Prove the monotoniticy of a function $f$ which satisfies $f(x) e^{f(x)} =x$

Question

Let $f:[0, \infty) \rightarrow \mathbb{R}$ be a function satisfying

$f(x) e^{f(x)} =x$ for every $x \geq 0$. Prove that $f(x)$ is monotone increasing.

I thought about taking the derivative of both sides, but I am not able to come up with a solution.

Answer 1

Let $g(u) = u e^u$. Then $g$ is increasing on $[0, \infty)$. Indeed, $g'(u) = e^u(1+u)$ is clearly positive for all $u \ge 0$.

A second observation is that $f(x) = x e^{-f(x)} \ge 0$ for all $x \ge 0$.

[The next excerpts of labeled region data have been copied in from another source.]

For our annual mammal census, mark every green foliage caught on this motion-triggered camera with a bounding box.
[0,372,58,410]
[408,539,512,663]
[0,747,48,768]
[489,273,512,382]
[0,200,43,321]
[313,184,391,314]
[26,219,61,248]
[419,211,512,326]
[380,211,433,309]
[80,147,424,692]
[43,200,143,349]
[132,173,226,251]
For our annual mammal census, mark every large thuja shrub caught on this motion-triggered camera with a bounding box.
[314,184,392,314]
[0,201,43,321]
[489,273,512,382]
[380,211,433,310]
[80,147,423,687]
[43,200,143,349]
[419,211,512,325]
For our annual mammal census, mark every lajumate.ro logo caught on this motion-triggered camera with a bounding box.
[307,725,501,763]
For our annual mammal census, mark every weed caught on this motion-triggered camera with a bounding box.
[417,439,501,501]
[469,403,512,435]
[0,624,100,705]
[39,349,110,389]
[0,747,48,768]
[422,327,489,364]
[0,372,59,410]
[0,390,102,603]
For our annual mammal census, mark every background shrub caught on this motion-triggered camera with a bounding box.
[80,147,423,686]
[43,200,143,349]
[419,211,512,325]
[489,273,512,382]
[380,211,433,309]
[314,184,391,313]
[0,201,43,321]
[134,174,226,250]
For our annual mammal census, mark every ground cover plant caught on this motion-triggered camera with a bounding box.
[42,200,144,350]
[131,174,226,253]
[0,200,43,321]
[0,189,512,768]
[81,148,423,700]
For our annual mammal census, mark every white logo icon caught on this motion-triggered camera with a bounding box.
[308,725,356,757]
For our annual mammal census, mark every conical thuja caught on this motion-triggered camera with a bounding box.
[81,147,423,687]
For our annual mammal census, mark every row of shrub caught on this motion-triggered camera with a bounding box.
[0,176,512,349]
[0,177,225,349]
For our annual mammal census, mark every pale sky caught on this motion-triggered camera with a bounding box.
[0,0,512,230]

Now suppose that $f$ weren't increasing. Then there would exist $x, y \in [0, \infty)$ such that $x < y$ but $f(x) > f(y)$. Since $g$ is increasing on $[0, \infty)$ and $f(x), f(y) \ge 0$, then $g(f(x)) > g(f(y))$. But by hypothesis, we have $g(f(x)) = x$ and $g(f(y)) = y$, and so we get $x > y$, which is absurd. It follows that $f$ is in fact increasing.

Note: This proof doesn't even assume that $f$ is differentiable, or continuous or anything.

Answer 2

The function

$$g(t)=te^t$$ is monotonic and continuous for $t\ge0$, and its codomain is $\mathbb R^+$.

Then $g$ is invertible and monotonic in $\mathbb R^+$.